Designing Equitable Community Violence Intervention Strategies with Employment and Workforce Supports

By Melissa Young and Nia West-Bey

On January 4, 2022, the U.S. Department of Labor issued a Training and Employment Notice[1] providing local workforce boards, American Job Centers (AJCs), workforce development partners, and grantees with information on supporting community violence intervention (CVI) strategies that include an employment or workforce component.

In this brief, the Center for Law and Social Policy offers recommendations for supporting the design and implementation of community violence interventions based on research and practice evidence.

Background on Community Violence

Community violence (sometimes called group violence) is interpersonal and can include shootings, stabbings, and other aggravated assaults between individuals not involved in familial or intimate relationships. Community violence differs from other forms of violence where weapons may be used. It often includes young people and is frequently conducted in a public setting. Roughly half of all gun homicides in the United States occur in just 127 cities—comprising less than a quarter of the total U.S. population. Black and brown Americans make up less than a third of the total population, but account for nearly three-quarters of all gun homicide victims in the United States.[2] Gun violence overwhelmingly harms people in communities that have been economically marginalized.[3]

Community violence should be understood in the context of a community or neighborhood ecosystem. Neighborhoods with high levels of violence routinely face multiple compounding challenges arising from, and exacerbated by, structural inequity and racist policies, such as segregation; limited availability or access to quality jobs; a lack of safe and affordable housing; lack of affordable, quality health and mental health services; and histories of divestment.[4]

Moreover, significant research on the interactions of place and violence, along with a robust body of evidence, demonstrates the connection between state-sponsored racial segregation and rates of violence today.[5] For example, an analysis of historically red-lined areas has found that, even after adjusting for the socio-demographic factors, “the same places that were imagined to be areas unworthy of economic investment by virtue of the races, ethnicities, and religions of their residents are more likely to be the places where violence and violent injury are most common almost a century later.”[6] Often today, these communities are over-policed. The overreach of the criminal legal system, particularly in Black and brown urban communities, results in many people being barred from education, employment, and housing (sometimes for life) as a result of the collateral consequences—sometimes called “permanent punishments”—that follow criminal legal system involvement.[7]

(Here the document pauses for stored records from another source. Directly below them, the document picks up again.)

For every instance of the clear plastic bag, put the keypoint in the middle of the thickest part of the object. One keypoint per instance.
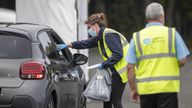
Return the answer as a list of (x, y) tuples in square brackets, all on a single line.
[(99, 88)]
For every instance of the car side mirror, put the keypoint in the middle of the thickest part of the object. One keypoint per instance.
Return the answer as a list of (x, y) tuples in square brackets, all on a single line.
[(79, 59)]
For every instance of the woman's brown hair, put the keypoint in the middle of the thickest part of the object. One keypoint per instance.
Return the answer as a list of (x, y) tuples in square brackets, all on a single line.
[(98, 18)]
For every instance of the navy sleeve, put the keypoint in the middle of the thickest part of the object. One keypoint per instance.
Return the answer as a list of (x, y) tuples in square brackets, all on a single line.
[(84, 44), (114, 43)]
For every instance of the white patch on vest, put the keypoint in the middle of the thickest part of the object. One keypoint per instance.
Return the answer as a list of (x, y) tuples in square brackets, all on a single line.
[(147, 41)]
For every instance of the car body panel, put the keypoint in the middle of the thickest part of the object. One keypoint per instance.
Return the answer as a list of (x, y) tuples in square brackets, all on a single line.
[(63, 81)]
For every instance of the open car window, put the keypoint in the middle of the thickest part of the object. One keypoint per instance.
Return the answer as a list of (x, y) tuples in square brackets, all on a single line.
[(65, 53)]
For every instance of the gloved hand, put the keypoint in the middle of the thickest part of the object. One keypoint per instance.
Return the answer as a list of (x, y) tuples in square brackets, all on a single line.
[(61, 46), (100, 67)]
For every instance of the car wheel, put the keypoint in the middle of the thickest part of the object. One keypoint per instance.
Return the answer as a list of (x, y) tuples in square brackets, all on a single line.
[(51, 103)]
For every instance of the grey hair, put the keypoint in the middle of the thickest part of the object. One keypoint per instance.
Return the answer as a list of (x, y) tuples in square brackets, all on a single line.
[(154, 11)]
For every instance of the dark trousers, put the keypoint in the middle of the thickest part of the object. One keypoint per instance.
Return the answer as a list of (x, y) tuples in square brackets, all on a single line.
[(116, 93), (161, 100)]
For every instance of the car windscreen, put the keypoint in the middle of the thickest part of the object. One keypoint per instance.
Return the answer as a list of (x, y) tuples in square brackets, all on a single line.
[(14, 47)]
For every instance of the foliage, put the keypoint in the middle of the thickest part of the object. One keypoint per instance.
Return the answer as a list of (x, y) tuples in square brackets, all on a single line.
[(128, 16)]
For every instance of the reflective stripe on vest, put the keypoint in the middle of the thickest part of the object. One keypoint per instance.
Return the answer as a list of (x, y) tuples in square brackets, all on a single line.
[(169, 54), (158, 69), (157, 79), (121, 66)]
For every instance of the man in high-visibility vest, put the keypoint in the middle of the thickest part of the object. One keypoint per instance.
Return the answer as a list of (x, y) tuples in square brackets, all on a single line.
[(159, 52)]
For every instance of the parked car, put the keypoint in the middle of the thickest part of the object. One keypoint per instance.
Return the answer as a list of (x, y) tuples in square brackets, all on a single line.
[(33, 74)]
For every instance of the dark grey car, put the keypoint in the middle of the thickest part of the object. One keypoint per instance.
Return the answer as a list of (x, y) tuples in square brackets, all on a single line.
[(33, 74)]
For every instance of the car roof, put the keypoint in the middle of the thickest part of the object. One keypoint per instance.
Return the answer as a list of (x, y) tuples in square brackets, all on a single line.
[(28, 29)]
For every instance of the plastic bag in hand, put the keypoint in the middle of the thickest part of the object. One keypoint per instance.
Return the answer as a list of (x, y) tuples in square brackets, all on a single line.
[(99, 88)]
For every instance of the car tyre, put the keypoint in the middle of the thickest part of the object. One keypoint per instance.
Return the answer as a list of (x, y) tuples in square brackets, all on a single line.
[(51, 102)]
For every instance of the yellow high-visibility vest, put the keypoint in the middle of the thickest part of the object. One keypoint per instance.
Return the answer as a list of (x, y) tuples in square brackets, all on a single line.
[(158, 69), (121, 66)]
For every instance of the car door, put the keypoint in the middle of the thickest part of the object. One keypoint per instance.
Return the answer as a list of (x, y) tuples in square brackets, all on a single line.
[(71, 75)]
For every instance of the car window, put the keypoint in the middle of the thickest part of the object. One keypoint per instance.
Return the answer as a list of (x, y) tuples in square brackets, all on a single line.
[(65, 53), (48, 45), (14, 47)]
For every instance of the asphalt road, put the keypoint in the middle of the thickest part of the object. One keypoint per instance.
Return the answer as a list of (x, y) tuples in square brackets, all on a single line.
[(185, 95)]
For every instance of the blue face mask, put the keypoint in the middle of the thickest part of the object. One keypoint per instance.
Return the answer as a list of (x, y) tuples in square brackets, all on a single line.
[(92, 32)]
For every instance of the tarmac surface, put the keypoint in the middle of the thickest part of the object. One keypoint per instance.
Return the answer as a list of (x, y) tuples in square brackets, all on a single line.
[(185, 95)]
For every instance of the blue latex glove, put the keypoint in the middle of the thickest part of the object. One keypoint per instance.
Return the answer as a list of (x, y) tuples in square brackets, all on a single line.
[(100, 67), (61, 46)]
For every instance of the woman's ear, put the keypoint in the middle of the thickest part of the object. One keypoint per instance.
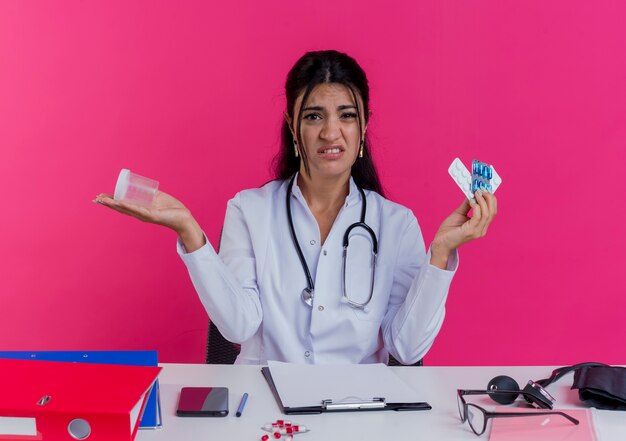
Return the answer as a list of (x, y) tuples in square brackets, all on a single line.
[(288, 120)]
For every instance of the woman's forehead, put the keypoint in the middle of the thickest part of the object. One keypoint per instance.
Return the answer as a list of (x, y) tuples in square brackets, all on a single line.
[(328, 93)]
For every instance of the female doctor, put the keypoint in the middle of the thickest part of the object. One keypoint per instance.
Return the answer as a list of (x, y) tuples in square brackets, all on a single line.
[(282, 284)]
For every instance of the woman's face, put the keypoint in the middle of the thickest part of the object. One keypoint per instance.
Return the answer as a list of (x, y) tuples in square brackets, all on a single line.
[(329, 130)]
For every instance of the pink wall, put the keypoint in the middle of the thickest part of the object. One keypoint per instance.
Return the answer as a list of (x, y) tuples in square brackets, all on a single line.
[(190, 93)]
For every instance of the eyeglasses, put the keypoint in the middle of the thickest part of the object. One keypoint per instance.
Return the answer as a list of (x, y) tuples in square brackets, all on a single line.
[(478, 417)]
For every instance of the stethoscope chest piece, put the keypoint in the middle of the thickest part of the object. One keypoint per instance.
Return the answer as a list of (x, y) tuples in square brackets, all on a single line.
[(307, 296)]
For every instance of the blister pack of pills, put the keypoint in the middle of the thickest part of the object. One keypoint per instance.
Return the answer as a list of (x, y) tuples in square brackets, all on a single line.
[(483, 176)]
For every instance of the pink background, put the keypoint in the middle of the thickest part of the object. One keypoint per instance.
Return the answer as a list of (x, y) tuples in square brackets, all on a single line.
[(191, 94)]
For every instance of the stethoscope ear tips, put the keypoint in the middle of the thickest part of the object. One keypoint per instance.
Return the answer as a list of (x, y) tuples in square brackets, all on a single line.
[(503, 382)]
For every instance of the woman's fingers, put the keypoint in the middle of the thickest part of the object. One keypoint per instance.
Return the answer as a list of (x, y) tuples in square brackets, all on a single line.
[(136, 211), (489, 208)]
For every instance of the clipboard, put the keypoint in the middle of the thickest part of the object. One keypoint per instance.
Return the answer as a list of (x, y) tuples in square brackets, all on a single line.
[(327, 405)]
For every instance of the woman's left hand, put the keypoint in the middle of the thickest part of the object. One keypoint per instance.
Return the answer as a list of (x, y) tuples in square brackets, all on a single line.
[(459, 228)]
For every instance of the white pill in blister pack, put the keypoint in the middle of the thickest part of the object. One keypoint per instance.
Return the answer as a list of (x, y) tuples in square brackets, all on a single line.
[(463, 178)]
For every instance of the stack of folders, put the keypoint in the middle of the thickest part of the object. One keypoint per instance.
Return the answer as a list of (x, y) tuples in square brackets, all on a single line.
[(151, 418), (45, 400)]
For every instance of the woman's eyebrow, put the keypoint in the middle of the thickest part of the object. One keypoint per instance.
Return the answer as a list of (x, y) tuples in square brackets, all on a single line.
[(320, 108)]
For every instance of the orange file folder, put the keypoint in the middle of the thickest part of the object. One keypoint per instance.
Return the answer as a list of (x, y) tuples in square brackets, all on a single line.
[(58, 401)]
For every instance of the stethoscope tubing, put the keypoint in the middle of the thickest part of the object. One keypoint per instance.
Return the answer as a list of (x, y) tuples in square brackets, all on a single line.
[(308, 292)]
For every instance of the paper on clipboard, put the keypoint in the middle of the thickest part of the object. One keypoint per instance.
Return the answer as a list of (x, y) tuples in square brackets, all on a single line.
[(301, 385)]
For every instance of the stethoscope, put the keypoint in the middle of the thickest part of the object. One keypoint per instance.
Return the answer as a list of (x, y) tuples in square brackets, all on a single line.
[(308, 292)]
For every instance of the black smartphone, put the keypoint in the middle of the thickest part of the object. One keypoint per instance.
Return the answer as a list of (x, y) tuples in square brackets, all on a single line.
[(203, 401)]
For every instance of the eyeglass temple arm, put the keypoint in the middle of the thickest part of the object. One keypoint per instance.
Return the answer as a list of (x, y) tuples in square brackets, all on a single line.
[(515, 414), (490, 392)]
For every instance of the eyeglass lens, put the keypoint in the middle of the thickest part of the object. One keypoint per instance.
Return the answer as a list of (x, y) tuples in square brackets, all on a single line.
[(476, 419)]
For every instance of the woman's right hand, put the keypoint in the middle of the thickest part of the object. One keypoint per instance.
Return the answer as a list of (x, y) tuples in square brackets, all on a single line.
[(166, 210)]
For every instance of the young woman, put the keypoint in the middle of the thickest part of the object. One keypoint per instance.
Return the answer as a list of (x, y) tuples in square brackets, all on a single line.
[(317, 266)]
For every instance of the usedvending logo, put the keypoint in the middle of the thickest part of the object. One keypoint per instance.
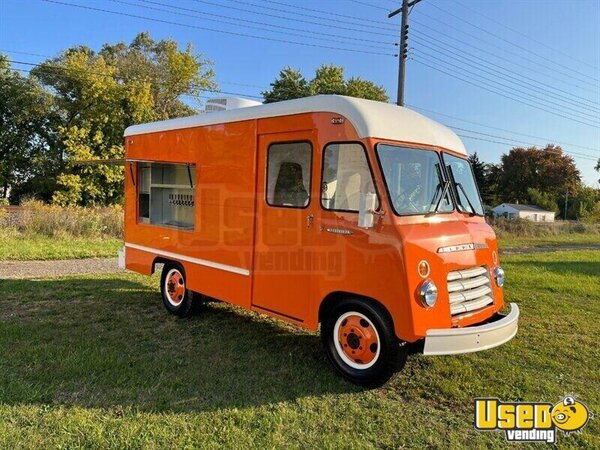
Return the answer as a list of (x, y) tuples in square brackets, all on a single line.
[(531, 421)]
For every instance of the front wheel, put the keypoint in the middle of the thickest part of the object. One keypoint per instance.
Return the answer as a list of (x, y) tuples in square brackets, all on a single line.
[(360, 342), (176, 297)]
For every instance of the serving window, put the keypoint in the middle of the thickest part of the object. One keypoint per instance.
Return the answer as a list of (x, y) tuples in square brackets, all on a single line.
[(166, 194)]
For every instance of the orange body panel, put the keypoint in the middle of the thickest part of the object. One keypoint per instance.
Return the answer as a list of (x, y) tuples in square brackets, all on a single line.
[(284, 261)]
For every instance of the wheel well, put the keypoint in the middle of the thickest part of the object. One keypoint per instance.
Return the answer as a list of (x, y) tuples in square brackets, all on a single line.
[(332, 298), (160, 260)]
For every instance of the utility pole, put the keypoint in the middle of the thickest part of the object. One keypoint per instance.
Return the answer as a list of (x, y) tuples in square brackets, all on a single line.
[(403, 50)]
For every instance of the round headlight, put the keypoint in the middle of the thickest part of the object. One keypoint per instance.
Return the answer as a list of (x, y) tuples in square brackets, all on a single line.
[(428, 293), (499, 276)]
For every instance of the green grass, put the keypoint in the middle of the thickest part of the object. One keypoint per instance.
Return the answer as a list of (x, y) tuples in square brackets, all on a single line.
[(95, 362), (16, 246), (565, 239)]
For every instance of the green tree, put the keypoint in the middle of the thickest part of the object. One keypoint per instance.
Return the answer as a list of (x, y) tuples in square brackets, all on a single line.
[(357, 87), (484, 179), (25, 131), (328, 79), (290, 84), (548, 170), (100, 94)]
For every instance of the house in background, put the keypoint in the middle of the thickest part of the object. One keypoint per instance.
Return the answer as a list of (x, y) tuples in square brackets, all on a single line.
[(513, 211)]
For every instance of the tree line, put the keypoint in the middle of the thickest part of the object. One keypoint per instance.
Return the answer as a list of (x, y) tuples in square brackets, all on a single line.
[(546, 177), (75, 107)]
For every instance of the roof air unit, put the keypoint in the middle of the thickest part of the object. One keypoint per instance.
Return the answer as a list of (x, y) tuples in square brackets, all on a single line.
[(227, 103)]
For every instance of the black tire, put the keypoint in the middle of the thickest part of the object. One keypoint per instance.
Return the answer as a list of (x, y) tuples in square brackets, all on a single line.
[(178, 300), (373, 366)]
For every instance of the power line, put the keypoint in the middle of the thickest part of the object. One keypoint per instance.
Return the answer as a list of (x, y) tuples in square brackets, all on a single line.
[(236, 19), (335, 14), (502, 94), (504, 129), (533, 144), (369, 5), (537, 63), (506, 140), (285, 16), (232, 33), (543, 44), (442, 44), (548, 73), (518, 83), (525, 49), (505, 143), (50, 69), (287, 12)]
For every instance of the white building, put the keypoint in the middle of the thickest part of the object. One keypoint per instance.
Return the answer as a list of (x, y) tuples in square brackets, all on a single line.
[(529, 212)]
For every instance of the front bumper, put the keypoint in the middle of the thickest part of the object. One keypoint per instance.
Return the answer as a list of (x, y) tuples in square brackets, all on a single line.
[(452, 341)]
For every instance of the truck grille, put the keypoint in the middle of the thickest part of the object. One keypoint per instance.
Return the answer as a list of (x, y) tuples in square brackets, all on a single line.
[(469, 290)]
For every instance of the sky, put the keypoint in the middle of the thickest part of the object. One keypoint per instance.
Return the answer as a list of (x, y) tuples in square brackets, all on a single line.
[(501, 73)]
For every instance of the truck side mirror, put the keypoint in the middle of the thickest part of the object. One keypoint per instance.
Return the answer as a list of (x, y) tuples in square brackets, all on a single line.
[(366, 210)]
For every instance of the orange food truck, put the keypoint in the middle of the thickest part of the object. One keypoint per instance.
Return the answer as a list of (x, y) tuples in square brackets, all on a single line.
[(359, 216)]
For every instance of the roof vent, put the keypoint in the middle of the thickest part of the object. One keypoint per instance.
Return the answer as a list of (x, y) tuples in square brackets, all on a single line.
[(227, 103)]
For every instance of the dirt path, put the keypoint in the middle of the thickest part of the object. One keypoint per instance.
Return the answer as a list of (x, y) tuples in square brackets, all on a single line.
[(41, 269)]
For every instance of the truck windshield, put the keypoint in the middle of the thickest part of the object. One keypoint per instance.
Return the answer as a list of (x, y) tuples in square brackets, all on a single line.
[(465, 189), (415, 180)]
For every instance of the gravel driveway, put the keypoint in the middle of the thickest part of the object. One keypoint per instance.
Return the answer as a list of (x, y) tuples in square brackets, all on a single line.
[(57, 268)]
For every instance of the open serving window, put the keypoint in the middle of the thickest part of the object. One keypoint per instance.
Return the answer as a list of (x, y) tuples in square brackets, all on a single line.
[(166, 194)]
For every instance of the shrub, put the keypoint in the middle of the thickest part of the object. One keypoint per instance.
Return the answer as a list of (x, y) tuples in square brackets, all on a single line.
[(526, 228)]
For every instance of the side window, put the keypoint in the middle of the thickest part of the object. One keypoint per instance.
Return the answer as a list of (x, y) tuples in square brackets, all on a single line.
[(166, 194), (289, 174), (346, 175)]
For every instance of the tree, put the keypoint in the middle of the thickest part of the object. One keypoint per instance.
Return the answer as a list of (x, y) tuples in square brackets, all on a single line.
[(328, 79), (100, 94), (290, 84), (25, 114), (544, 200), (548, 170), (482, 172), (357, 87)]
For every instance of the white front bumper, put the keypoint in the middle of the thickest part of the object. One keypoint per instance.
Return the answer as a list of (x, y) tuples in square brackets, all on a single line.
[(451, 341)]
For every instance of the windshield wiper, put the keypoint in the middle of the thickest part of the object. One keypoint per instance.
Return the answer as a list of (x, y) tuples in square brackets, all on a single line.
[(472, 213), (444, 187)]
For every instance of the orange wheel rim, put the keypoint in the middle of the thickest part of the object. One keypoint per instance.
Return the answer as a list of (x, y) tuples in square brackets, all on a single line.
[(358, 339), (175, 287)]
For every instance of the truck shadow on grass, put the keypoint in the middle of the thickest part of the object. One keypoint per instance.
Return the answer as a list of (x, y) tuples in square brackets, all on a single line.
[(108, 342)]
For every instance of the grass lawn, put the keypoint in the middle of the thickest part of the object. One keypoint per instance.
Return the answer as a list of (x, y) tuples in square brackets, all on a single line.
[(95, 362), (15, 246), (565, 239)]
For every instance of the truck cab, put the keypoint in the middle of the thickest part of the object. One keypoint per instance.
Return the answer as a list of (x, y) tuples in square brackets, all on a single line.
[(358, 217)]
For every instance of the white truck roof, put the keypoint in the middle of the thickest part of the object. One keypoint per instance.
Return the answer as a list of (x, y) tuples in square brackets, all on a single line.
[(369, 118)]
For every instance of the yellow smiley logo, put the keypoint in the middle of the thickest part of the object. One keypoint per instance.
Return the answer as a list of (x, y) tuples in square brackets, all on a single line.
[(570, 415)]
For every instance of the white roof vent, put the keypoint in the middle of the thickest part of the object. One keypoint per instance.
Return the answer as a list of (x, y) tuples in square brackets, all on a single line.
[(227, 103)]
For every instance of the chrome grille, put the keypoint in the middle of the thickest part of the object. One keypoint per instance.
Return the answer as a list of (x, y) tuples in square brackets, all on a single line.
[(469, 290)]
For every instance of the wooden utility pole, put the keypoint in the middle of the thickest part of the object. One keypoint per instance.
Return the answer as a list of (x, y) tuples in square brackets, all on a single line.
[(403, 51)]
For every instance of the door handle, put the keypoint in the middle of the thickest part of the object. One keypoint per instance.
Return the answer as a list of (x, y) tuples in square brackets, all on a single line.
[(309, 220)]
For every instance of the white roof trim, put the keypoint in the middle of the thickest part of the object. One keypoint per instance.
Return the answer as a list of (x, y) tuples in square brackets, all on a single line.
[(369, 118)]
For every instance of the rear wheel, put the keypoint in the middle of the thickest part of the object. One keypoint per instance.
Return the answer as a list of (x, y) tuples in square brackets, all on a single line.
[(360, 342), (176, 297)]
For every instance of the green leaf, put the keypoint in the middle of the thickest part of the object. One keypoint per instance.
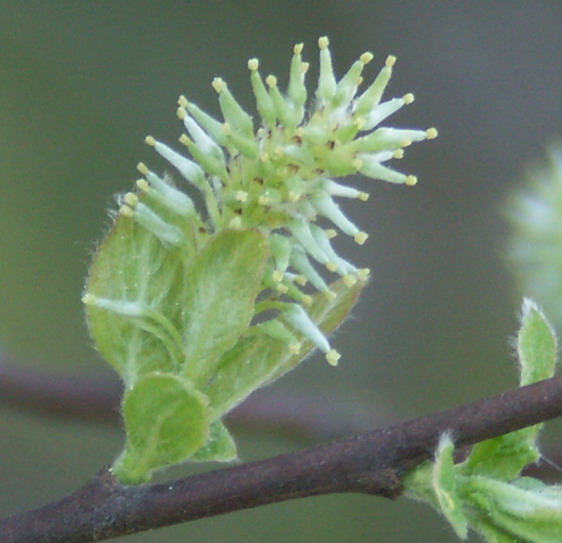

Behind every act of community violence there are families, friends, and communities left to grapple with the aftermath of trauma and, all too often, injury or loss of life. Exposure to violence and the ripple effects of trauma and grief puts enormous strain on families, children, schools, employers, hospitals, government systems, and entire communities. In particular, being a victim of violence in adolescence is associated with a “chain of adversity,” which can compromise academic performance, educational attainment, labor force participation, occupations, and earnings into adulthood.[8,9]

Domestic and international research demonstrates that community violence, trauma, poverty, and inequality interact and reinforce each other in communities.[10] And yet, implementing evidence-based CVI strategies, particularly those that include employment and workforce supports, can help to reduce gun violence. Research tells us that a functioning labor market (in which everyone who wants to work has a quality job) may be critical to breaking cycles of high unemployment, high crime, and low growth in communities and entire countries.[11,12]

The American Rescue Plan Act and other federal employment, training, education, and support resources can help local leaders in developing community violence interventions with employment and support components. As leaders consider advancing such programs, they should design and implement them in a way that aligns with best and promising practices. This brief offers a review of key practices to help community-based organizations, funders, public officials, and others make these efforts most effective, inclusive, and equitable.

Getting Started: Anchors to Support Impact & Equity

Regardless of how CVI programs are designed and implemented these elements are critical for supporting success and focusing on inclusion and equity.

1. Designate time to plan and co-design with communities most impacted by community violence. Quality CVI strategies that include an employment component will require multiple community partnerships with public, nonprofit, and private stakeholders. This requires time to plan and forge deep commitment and trust by partners involved. Additionally, any CVI strategy with an employment component should be co-designed by community stakeholders. Designers should set aside time, allocate resources, and plan to compensate community members as experts. To the extent possible, staff should be members of the community in which the program is serving or located.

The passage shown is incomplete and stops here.